A Model for Reforming the Global Economy

This article comes from Dr. Elijah Morgan in his book "The Economic Pendulum." 


It is time—indeed, it is past time—for us to rediscover the importance of the household as the central element for the health and success of both the economy and the church and to restore it to its rightful and indispensable place. The evidence of history leaves little doubt as to the critical importance of small businesses to the health and vitality of a nation’s economy, at least in countries where the economy is essentially decentralized and free-market forces are allowed to operate with minimal governmental restriction and regulation.

In the United States, for example, over 25 million small businesses employ over half of the private workforce in the nation, create 70% or more of all new jobs, 40% of new high-tech jobs, and account for over half of private gross domestic product annually. Over 50% of all new technologies and innovations come from small businesses. Not only do small businesses create the vast majority of new jobs, but they are also the gateway through which most people begin their working careers. Small businesses are the primary providers of opportunities for women and minorities to achieve financial success and independence. In the United States today, over half of all adults either are self-employed or work for businesses with fewer than 500 employees.

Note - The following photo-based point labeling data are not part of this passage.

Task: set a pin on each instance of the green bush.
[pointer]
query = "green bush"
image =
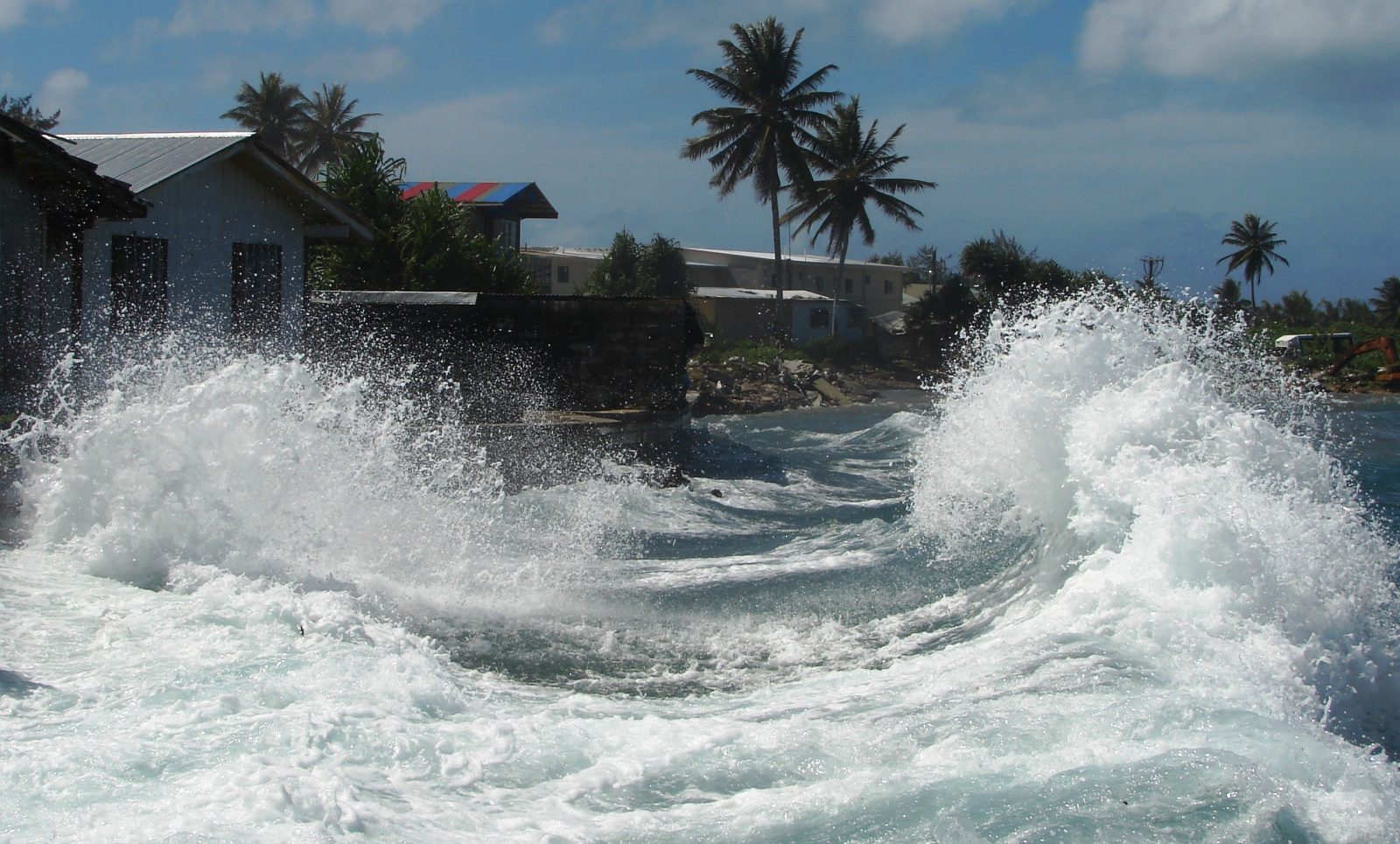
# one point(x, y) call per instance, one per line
point(748, 349)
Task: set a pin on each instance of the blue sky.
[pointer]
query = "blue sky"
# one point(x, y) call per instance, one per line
point(1094, 130)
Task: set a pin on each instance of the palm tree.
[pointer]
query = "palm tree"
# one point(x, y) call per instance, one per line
point(858, 165)
point(331, 123)
point(774, 112)
point(1256, 250)
point(275, 109)
point(1388, 302)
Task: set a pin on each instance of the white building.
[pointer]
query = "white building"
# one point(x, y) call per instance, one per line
point(48, 200)
point(748, 313)
point(223, 244)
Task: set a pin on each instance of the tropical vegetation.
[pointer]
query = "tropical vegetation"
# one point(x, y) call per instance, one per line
point(856, 167)
point(1256, 249)
point(629, 268)
point(304, 130)
point(430, 243)
point(772, 118)
point(20, 109)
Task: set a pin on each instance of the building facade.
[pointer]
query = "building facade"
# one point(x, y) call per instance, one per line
point(499, 207)
point(223, 246)
point(48, 200)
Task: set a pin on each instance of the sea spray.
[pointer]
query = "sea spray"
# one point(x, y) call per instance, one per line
point(850, 643)
point(1175, 498)
point(266, 466)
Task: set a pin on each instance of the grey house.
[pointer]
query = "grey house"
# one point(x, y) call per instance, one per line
point(223, 246)
point(48, 200)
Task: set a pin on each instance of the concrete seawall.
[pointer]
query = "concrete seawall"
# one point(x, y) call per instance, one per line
point(569, 352)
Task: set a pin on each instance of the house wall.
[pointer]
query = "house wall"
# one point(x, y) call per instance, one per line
point(202, 212)
point(35, 289)
point(546, 267)
point(728, 320)
point(875, 286)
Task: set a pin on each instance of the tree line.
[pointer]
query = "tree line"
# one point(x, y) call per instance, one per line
point(430, 243)
point(774, 133)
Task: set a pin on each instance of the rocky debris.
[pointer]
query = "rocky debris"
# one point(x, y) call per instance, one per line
point(738, 386)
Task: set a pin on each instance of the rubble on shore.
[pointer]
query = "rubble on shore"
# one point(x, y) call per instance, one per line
point(739, 386)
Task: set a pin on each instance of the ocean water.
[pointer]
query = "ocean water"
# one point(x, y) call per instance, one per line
point(1119, 580)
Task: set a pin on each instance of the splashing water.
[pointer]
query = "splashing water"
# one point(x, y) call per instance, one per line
point(1112, 585)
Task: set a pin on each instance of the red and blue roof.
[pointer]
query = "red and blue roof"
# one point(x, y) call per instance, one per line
point(520, 200)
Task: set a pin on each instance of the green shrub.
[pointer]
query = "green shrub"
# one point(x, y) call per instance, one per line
point(748, 349)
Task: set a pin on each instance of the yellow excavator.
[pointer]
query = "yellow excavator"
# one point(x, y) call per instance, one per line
point(1388, 375)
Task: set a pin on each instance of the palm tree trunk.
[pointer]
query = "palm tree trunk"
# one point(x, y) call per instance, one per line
point(777, 267)
point(840, 274)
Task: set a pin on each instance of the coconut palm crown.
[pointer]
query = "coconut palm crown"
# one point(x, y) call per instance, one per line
point(329, 123)
point(1388, 302)
point(774, 116)
point(275, 109)
point(858, 167)
point(1256, 250)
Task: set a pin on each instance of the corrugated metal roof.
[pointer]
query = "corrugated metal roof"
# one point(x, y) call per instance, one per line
point(756, 293)
point(147, 160)
point(823, 260)
point(524, 198)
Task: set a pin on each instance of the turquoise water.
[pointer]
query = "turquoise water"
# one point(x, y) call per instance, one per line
point(1116, 582)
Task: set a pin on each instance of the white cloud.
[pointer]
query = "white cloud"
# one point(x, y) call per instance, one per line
point(1236, 39)
point(903, 21)
point(200, 18)
point(637, 23)
point(62, 88)
point(378, 18)
point(14, 11)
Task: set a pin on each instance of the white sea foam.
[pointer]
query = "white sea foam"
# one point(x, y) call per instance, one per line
point(1129, 597)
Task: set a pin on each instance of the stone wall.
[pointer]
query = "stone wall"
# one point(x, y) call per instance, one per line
point(514, 354)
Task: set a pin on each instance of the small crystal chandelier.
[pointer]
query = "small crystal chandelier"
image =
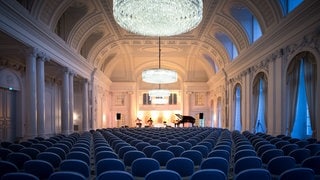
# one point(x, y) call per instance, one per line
point(158, 17)
point(159, 76)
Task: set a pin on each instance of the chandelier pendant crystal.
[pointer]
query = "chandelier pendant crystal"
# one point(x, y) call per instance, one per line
point(158, 17)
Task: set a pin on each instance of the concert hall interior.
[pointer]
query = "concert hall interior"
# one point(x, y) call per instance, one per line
point(70, 73)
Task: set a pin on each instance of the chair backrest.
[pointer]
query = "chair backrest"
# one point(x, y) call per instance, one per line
point(125, 149)
point(15, 147)
point(60, 152)
point(75, 165)
point(162, 156)
point(202, 148)
point(194, 155)
point(312, 162)
point(300, 154)
point(141, 145)
point(264, 148)
point(142, 166)
point(162, 174)
point(40, 168)
point(32, 152)
point(164, 145)
point(269, 154)
point(215, 163)
point(7, 167)
point(119, 175)
point(130, 156)
point(204, 174)
point(19, 175)
point(287, 149)
point(4, 152)
point(220, 153)
point(244, 153)
point(257, 173)
point(249, 162)
point(80, 156)
point(50, 157)
point(40, 147)
point(282, 143)
point(81, 149)
point(298, 174)
point(176, 150)
point(58, 175)
point(149, 150)
point(105, 154)
point(18, 158)
point(108, 165)
point(62, 146)
point(185, 145)
point(279, 164)
point(182, 165)
point(314, 148)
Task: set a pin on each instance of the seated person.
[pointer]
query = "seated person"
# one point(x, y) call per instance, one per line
point(150, 122)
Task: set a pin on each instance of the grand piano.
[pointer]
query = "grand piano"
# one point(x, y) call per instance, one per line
point(184, 119)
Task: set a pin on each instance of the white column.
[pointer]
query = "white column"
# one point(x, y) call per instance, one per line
point(85, 105)
point(65, 103)
point(41, 95)
point(71, 102)
point(31, 106)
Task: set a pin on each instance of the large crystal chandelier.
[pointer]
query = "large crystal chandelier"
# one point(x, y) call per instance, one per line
point(160, 75)
point(158, 17)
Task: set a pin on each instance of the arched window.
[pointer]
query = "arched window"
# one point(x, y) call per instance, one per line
point(219, 113)
point(259, 91)
point(289, 5)
point(301, 86)
point(237, 108)
point(228, 45)
point(248, 22)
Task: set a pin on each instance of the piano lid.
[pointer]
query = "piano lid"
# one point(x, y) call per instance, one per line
point(185, 117)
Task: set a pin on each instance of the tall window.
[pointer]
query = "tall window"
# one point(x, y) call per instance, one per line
point(302, 125)
point(248, 21)
point(219, 112)
point(301, 88)
point(228, 45)
point(259, 102)
point(237, 108)
point(289, 5)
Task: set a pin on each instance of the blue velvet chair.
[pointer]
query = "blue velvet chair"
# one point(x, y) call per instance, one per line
point(40, 168)
point(182, 165)
point(163, 174)
point(142, 166)
point(298, 174)
point(249, 162)
point(75, 165)
point(256, 174)
point(194, 155)
point(118, 175)
point(7, 167)
point(58, 175)
point(176, 150)
point(219, 163)
point(108, 165)
point(208, 174)
point(19, 176)
point(149, 150)
point(50, 157)
point(18, 159)
point(279, 164)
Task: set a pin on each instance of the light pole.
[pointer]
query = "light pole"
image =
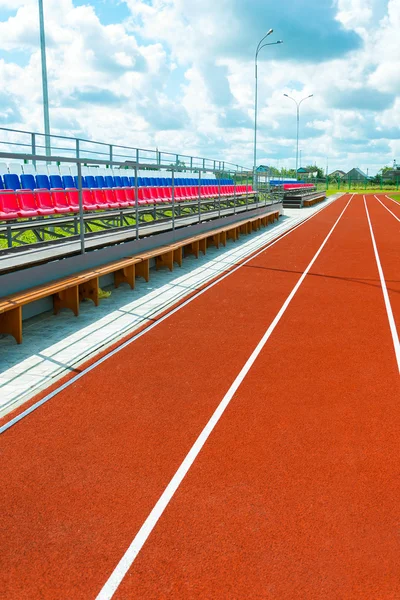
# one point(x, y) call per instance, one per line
point(298, 104)
point(259, 47)
point(44, 79)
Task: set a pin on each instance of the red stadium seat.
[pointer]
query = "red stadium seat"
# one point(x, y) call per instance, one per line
point(27, 203)
point(9, 208)
point(87, 199)
point(128, 200)
point(60, 201)
point(44, 202)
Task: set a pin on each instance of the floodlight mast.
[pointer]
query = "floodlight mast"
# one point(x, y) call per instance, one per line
point(46, 113)
point(298, 104)
point(259, 47)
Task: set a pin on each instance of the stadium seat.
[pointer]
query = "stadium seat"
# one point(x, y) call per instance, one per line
point(60, 201)
point(11, 181)
point(42, 182)
point(84, 184)
point(28, 182)
point(27, 203)
point(110, 181)
point(44, 202)
point(91, 182)
point(8, 205)
point(55, 182)
point(101, 182)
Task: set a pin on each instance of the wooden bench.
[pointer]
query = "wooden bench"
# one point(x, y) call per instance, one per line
point(68, 292)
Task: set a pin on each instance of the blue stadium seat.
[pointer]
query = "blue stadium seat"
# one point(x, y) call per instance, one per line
point(12, 181)
point(68, 181)
point(28, 182)
point(110, 182)
point(42, 182)
point(56, 182)
point(101, 182)
point(91, 181)
point(84, 184)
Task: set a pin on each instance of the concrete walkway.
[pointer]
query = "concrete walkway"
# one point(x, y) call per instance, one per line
point(54, 346)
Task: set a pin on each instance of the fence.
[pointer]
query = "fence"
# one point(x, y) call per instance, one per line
point(28, 142)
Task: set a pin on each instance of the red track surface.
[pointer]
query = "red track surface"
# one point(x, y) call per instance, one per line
point(296, 492)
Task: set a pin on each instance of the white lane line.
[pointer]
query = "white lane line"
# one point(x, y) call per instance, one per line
point(392, 324)
point(97, 363)
point(388, 209)
point(132, 552)
point(391, 199)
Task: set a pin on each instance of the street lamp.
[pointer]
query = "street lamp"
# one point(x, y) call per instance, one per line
point(298, 104)
point(44, 79)
point(259, 47)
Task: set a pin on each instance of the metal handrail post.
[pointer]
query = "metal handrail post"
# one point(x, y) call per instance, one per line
point(81, 221)
point(33, 144)
point(173, 198)
point(199, 195)
point(136, 202)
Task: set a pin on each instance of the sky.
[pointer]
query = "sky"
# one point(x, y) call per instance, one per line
point(178, 75)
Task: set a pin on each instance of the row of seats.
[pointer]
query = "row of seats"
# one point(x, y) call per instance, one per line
point(43, 202)
point(29, 181)
point(292, 186)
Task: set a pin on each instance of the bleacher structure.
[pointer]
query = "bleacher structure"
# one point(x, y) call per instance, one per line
point(298, 194)
point(69, 225)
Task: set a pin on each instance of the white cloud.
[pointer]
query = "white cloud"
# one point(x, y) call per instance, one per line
point(180, 75)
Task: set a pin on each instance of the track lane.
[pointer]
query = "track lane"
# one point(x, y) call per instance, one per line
point(386, 230)
point(296, 493)
point(81, 474)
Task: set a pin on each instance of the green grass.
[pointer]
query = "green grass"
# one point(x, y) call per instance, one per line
point(389, 192)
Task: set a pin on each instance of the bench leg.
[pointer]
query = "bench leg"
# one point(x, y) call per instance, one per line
point(165, 260)
point(125, 275)
point(232, 234)
point(192, 248)
point(68, 298)
point(90, 289)
point(213, 240)
point(143, 269)
point(203, 245)
point(11, 323)
point(178, 256)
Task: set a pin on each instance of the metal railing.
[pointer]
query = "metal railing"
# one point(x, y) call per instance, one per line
point(81, 148)
point(168, 215)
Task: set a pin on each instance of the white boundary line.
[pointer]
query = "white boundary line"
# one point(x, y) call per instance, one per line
point(391, 200)
point(392, 324)
point(388, 209)
point(132, 552)
point(98, 362)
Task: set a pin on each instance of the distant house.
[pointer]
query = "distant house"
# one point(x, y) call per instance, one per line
point(338, 174)
point(356, 175)
point(304, 172)
point(392, 175)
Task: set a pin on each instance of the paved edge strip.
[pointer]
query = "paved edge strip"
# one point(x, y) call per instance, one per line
point(132, 552)
point(136, 336)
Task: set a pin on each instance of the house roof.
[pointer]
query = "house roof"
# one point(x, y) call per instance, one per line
point(357, 171)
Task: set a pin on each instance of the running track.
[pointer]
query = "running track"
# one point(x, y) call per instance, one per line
point(295, 493)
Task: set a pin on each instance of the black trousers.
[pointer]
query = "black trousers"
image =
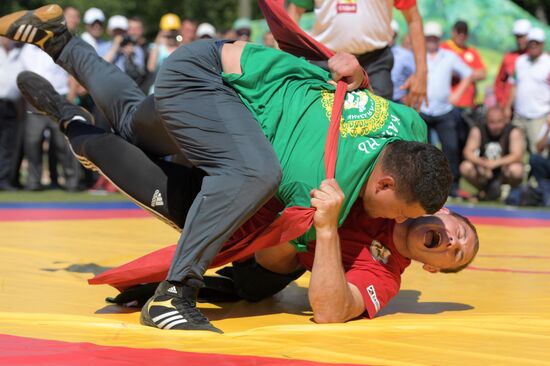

A healthy economy depends on the presence of healthy, vital small businesses. When small businesses suffer, the economy suffers.

According to the US Small Business Administration (SBA), a small business is one that is independently owned and operated, exerts little influence in its industry, and employs fewer than 500 people. Large businesses, while presenting a significant competitive challenge to small businesses, especially those in the same or similar industry, are at the same time dependent on small businesses for a number of things. For one example, small businesses supply components needed by large companies, such as the manufacture of automobile parts used by the “Big 3”automakers: Ford, Chrysler, and GM. Many large companies choose to outsource certain business or administrative functions to small businesses, such as billing, advertising and marketing, payroll and accounting, bookkeeping, administration of health care benefits, etc. While a small business may exert little influence in its industry compared to large businesses in the same industry, at least in individual economic and monetary terms, its social, cultural, and even moral impact in its community and business sphere of influence can be very great indeed.


One reason for this is that most small businesses are also family-owned businesses that operate according to the same principles and values of the families that own them. Many of these enterprises have been in business for decades, their success and longevity due to the effective transmission and perpetuation of these family values from one generation to the next. The positive impact of family values on small businesses and their communities is so marked that studies have been undertaken to identify these values, measure the extent of their influence, and explain the reasons for their effectiveness. One such study, conducted as a research project through the IESE Business School of the University of Navarra, examined the longevity of Spanish family-owned businesses. Their research identified 14 key values that drove the success and longevity of these firms—and which undoubtedly also reflect the values of family-owned businesses anywhere in the world: respect, quality, excellence, entrepreneurship, humility, hard work, reputation, stewardship, social responsibility, accountability, prudence, loyalty, honesty, and profitability. In fact, these findings were compared with findings from earlier studies that looked at family-owned businesses in France, Italy, and Finland, to provide a true cross-cultural analysis. One reason this was done was to prevent cultural bias from skewing the results. Identified values from all of these studies were compared, and although the lists naturally varied somewhat in the specific values cited, allowing for different terms that define similar concepts and other terms that bear close relationship with each other, the lists were remarkably similar.

The three values that emerged as most important for the longevity of these family-owned businesses were quality, honesty, and hard work.


These values, which are recognized factors in the long term success and viability of small family-owned businesses (households), are the same values one would expect to find in ancient Israel under the full operation of the sabbatical, Jubilee, and other domestic provisions codified in the Mosaic Law: a nation of entrepreneurs (self-employed) working their own land or business (private property), prospering through honesty, excellence, quality, and hard work, always laying the foundation for the success of the next generation through accountability (to God and each other), social responsibility (care for the poor) and good stewardship (before God) of their land or other resources.

Could it be that one reason the economies of the West lost their way is because the Church of Jesus Christ lost its way? Is our current abandonment of economic focus on the “households”of small family owned businesses in favor of centralized government control a reflection of the church’s abandonment of its original identity as a family household of faith in favor of the hierarchical institutionalization that came into its own at the time of Constantine? The best hope for reforming the global economic system to focus on households and on social and economic justice for all is for the church to recapture and re-embrace the family/ household mindset and structure it had at the beginning; a mindset where believers saw themselves—and lived accordingly—as a community of faith and the family of God.